The most common problem or mistake I see among prospective clients or investors is not having the correct asset allocation in their portfolio(s).
What do I mean when I say “asset allocation?” When I say “asset allocation” I mean the mix of stocks, bonds, and cash within a portfolio.
Too often investor’s get caught up in the decision between buying JP Morgan vs. Wells Fargo stock, or Microsoft vs. Apple stock, or Pfizer vs. Merck stock. While those are important decisions, the many decisions leading there are much more important.
What investors fail to remember is that asset classes generally move together. Think about Monday-Wednesday this week (2/15-2/17) stocks broadly rose all three days, finding a stock in the red any of those days was an outlier. The same broad movement behavior continues when looking at longer periods and also when breaking asset classes down into more specific criteria.

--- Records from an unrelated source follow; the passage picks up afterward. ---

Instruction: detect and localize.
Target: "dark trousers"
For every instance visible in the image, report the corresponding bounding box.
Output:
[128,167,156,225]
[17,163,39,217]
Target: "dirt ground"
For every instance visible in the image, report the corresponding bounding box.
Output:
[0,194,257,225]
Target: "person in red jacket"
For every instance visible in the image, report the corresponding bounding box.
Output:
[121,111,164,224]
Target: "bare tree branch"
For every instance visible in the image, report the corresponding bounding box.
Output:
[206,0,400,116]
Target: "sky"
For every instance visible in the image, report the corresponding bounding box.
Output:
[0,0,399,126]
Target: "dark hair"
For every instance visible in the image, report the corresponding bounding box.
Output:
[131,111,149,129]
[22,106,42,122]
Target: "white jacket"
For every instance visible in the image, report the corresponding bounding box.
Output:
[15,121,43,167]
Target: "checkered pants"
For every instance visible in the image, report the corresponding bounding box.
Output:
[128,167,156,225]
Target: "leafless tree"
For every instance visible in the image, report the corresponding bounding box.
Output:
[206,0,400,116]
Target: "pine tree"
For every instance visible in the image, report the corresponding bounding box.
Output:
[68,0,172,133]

By the time an investor gets to the decision between buying JP Morgan or Wells Fargo, they should have already answered the following questions.
What percentage of the total portfolio should be in stocks? ( Most Important Question)
What percentage of stocks should be US companies, Foreign Developed, Emerging, etc.?
What percentage of stocks should be in the different style categories of stocks? (See Equity Style Box below)
What percentage of stocks should be in the different sectors of stocks? (Financials, Consumer Staples, Tech, etc.)
Is this particular stock a good representative of its category, or is it a possible negative outlier?
Understanding the above questions and answering them, the investor should realize that JP Morgan and Wells Fargo stock are likely to perform very similarly over the next 12 months assuming neither is an outlier.
Assuming an investor can build a broad portfolio of exposure to stocks and a broad portfolio of bonds within the greater portfolio, the weighting of stocks to bonds is significantly more important to performance than the selection of individual stock and bond holdings.
Determinants for Portfolio Performance
Most Important: allocation of stocks to bonds to cash
2nd Most Important: allocation of different countries, styles, and sectors
Least Important: decision between individual securities which match in criteria (outlier exception)
The decision of an investor to be 70% stocks and 30% bonds, 50% stocks and 50% bonds, 100% stocks, etc., is much more significant to returns than the decision between buying Microsoft or buying Apple.